Le mythe était une formidable machine à fabriquer de la distance. Il m’a projetée flèche perdue en Sicile en Turquie en Grèce on s’en doute, mais pas seulement, il installait de la marge puis aussitôt l’absorbait, le terrain vague de Stalingrad, la région forestière de Gagnoa, les tables luisantes des intérieurs bourgeois et les boîtes peu fréquentables, les chambres clandestines où être enfin entière parce que livrée au corps d’un autre, les zones périurbaines radicalement désolées et l’abondance suspecte de certaines prairies, tout cela s’intégrait à sa géographie, se disposait selon ses dimensions (planes, d’ailleurs, grossièrement binaires).
Le mythe était une machine de guerre qui, souterraine et rusée, menait un inlassable travail de sape. Parce qu’il n’avait plus cours dans le monde où vous viviez (où vous vivez encore), parce qu’il y avait perdu toute valeur marchande, il le désaxait. Pièce par pièce il le mettait hors circuit, et à la fin le monde tombait en lui.
Le mythe était une merveilleuse machine circulatoire. Le mythe structurait le bric-à-brac, puisait dans les décharges, agençait des choses sans âge, des débris archaïques (très pesants, très rouillés), bricoleur superlouche à la Tinguely, le mythe décapait des matériaux hors d’usage, le mythe recyclait puis, dans un éclatant bruit de ferraille, mettait tout en mouvement, et soudain le courant passait, tout devenait vif et fluide, tout communiquait, tout circulait.
Le mythe était une matrice fabuleuse. C’est en passant par lui que je suis entrée dans les livres, pendant des années je n’ai rien fait d’autre que l’écrire, c’était cela que je faisais, réécrire le mythe, raconter encore et encore cette histoire qui ne m’appartient pas et que tout le monde connaît, les manuscrits s’accumulaient qui sans cesse la tramaient, quand j’ai voulu en dire d’autres (la mienne incluse, que je souhaite oublier), toutes étaient prélevées sur lui. Le mythe était le noyau atomique, très actif, très instable, qui n’en finissait pas d’irradier, qui, traversant leur matière,pulvérisait les récits, les réduisait à leurs éléments premiers, terre eau feu et air agencés par une géométrie archaïque.
À la fin il ne restait rien, ni histoire, ni sujet, plus d’anecdote ni de secret, rien d’autre que des états de crise, des événements élémentaires, la part commune, muette et illicite, la trace d’un très ancien désastre.

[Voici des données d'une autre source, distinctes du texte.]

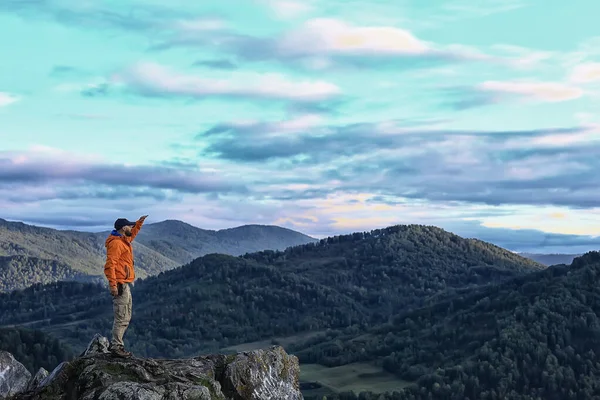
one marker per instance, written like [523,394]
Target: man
[120,274]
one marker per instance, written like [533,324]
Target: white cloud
[154,79]
[288,8]
[585,73]
[7,99]
[331,36]
[544,91]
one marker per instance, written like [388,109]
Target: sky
[323,116]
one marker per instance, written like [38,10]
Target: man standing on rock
[120,274]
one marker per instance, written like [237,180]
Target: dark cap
[121,222]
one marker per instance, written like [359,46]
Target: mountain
[18,272]
[159,247]
[34,349]
[399,266]
[81,251]
[183,242]
[218,300]
[532,337]
[551,259]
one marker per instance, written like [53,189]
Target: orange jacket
[119,256]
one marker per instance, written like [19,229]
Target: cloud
[541,91]
[541,167]
[286,9]
[7,99]
[495,92]
[216,64]
[322,43]
[147,18]
[586,73]
[40,166]
[154,80]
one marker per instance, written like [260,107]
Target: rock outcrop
[269,374]
[14,377]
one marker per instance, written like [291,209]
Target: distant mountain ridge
[219,300]
[551,259]
[159,247]
[531,337]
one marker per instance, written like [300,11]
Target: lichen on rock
[269,374]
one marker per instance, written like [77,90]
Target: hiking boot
[119,351]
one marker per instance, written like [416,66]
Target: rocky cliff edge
[269,374]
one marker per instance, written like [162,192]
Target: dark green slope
[159,247]
[534,337]
[213,302]
[402,266]
[81,251]
[18,272]
[219,300]
[34,349]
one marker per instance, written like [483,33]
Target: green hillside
[159,247]
[534,337]
[18,272]
[219,301]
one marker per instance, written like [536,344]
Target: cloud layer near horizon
[316,116]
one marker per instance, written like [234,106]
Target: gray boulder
[37,379]
[269,374]
[14,377]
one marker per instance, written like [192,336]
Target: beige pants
[122,311]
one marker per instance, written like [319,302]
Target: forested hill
[159,247]
[220,300]
[34,349]
[534,337]
[18,271]
[400,266]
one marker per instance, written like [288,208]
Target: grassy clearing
[357,377]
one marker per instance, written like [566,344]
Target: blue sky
[323,116]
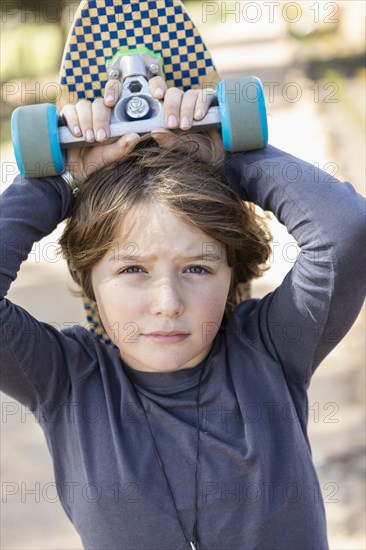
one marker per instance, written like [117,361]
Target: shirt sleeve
[319,299]
[33,354]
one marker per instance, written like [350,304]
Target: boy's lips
[167,336]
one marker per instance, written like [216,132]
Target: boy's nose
[166,300]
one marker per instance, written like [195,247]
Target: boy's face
[162,292]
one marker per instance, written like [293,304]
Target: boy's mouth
[167,336]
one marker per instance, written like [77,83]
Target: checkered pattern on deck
[106,26]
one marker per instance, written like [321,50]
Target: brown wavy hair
[195,191]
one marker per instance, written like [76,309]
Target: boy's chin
[161,363]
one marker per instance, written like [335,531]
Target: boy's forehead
[154,231]
[153,221]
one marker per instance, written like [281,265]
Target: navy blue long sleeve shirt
[257,486]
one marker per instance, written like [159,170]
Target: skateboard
[133,40]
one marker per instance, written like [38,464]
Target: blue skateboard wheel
[36,144]
[243,114]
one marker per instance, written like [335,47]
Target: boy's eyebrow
[203,257]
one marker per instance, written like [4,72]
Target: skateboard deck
[103,27]
[100,29]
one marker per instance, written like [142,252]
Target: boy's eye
[132,269]
[197,270]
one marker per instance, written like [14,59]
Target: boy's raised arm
[29,210]
[319,300]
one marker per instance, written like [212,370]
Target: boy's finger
[84,112]
[172,103]
[158,87]
[204,100]
[101,116]
[71,118]
[112,92]
[188,109]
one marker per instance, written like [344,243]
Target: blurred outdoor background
[310,56]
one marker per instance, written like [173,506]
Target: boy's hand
[91,120]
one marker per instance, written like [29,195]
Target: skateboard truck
[134,68]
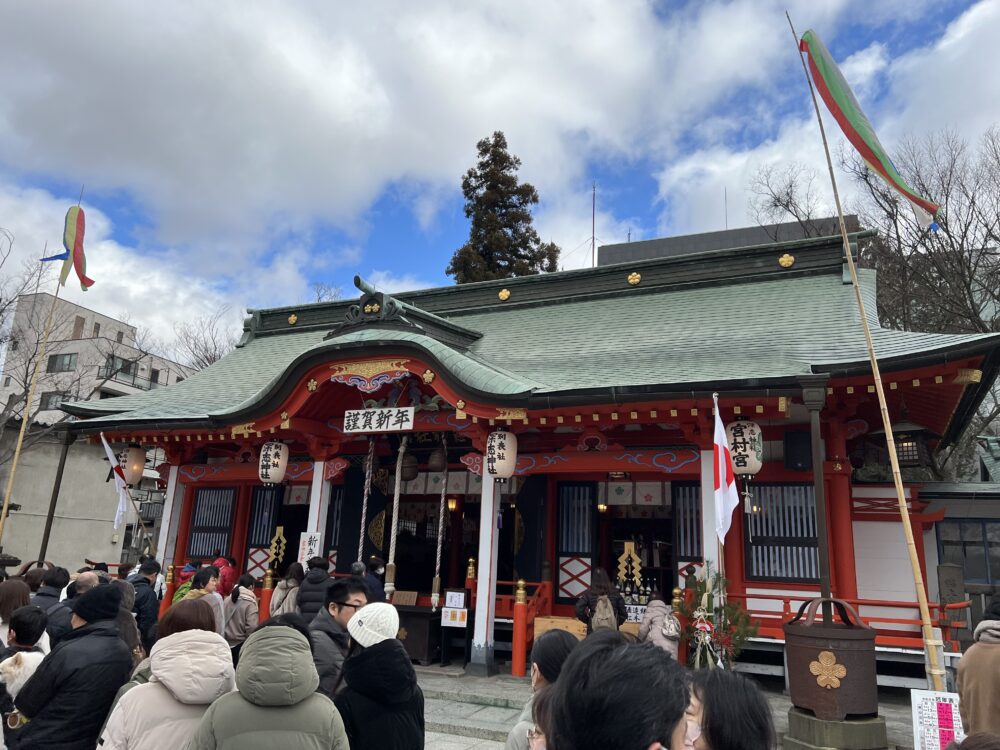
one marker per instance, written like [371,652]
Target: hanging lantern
[133,461]
[436,461]
[746,444]
[501,454]
[410,468]
[911,441]
[273,462]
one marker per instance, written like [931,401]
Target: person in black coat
[380,702]
[147,605]
[48,598]
[328,630]
[600,585]
[71,692]
[312,590]
[27,625]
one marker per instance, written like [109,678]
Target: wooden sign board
[404,598]
[379,420]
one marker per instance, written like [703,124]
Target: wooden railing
[769,622]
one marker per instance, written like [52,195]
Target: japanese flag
[123,496]
[727,499]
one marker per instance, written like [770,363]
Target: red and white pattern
[574,576]
[257,561]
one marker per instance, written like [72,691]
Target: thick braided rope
[395,499]
[441,507]
[369,464]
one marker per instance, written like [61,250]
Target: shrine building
[605,376]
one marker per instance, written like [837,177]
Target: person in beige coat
[979,676]
[286,594]
[189,670]
[242,614]
[658,612]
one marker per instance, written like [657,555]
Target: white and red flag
[120,484]
[727,498]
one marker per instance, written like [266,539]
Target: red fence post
[519,648]
[266,594]
[169,590]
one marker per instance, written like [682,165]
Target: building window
[211,522]
[973,544]
[61,363]
[51,400]
[686,498]
[780,540]
[115,365]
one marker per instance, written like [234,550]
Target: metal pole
[68,438]
[814,398]
[934,670]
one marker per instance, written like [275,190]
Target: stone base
[806,732]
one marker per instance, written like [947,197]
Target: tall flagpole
[934,670]
[26,414]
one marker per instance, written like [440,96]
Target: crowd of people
[89,662]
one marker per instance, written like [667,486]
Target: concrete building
[90,356]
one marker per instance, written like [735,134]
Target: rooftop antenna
[593,226]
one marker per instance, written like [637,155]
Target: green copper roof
[733,317]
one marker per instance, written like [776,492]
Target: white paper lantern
[746,444]
[273,462]
[133,461]
[501,454]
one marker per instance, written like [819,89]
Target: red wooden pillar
[241,525]
[732,553]
[184,528]
[457,527]
[838,477]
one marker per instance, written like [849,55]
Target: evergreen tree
[502,241]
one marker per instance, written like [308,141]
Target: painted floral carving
[828,673]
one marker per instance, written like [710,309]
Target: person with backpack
[601,607]
[660,625]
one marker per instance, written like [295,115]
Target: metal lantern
[746,445]
[911,441]
[273,462]
[501,454]
[410,468]
[436,461]
[133,461]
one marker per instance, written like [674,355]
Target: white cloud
[391,282]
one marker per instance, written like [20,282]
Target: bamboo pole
[934,670]
[26,413]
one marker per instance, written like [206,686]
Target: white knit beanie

Sept ans après « Personne », en ayant proposé entretemps le magnifique « Partages », ainsi que son propre hommage à Sylvia Plath, « Lazare mon amour », Gwenaëlle Aubry revisitait pour nous un mythe bien particulier, sous une forme personnelle et poétique, avec ce « Perséphone 2014 », publié en 2016 au Mercure de France.

Si Yoko Tawada (« Opium pour Ovide », 2000) et Nina McLaughlin (« Sirène, debout – Ovide rechanté », 2019, dont on vous parlera prochainement sur ce blog) ont démontré avec un éclat particulier comment certaines métamorphoses conservent leur parfaite actualité intemporelle, ce sont jusqu’ici pour nous Mélanie Fazi (« Trois pépins du fruit des morts », 2003) et Jeff Noon (« Pollen », 1995) qui avaient su le mieux saisir les facettes les plus intimes, les plus abruptes et néanmoins les plus profondément politiques du mythe de l’adolescente arrachée à sa mère pour aller épouser le souverain des Enfers.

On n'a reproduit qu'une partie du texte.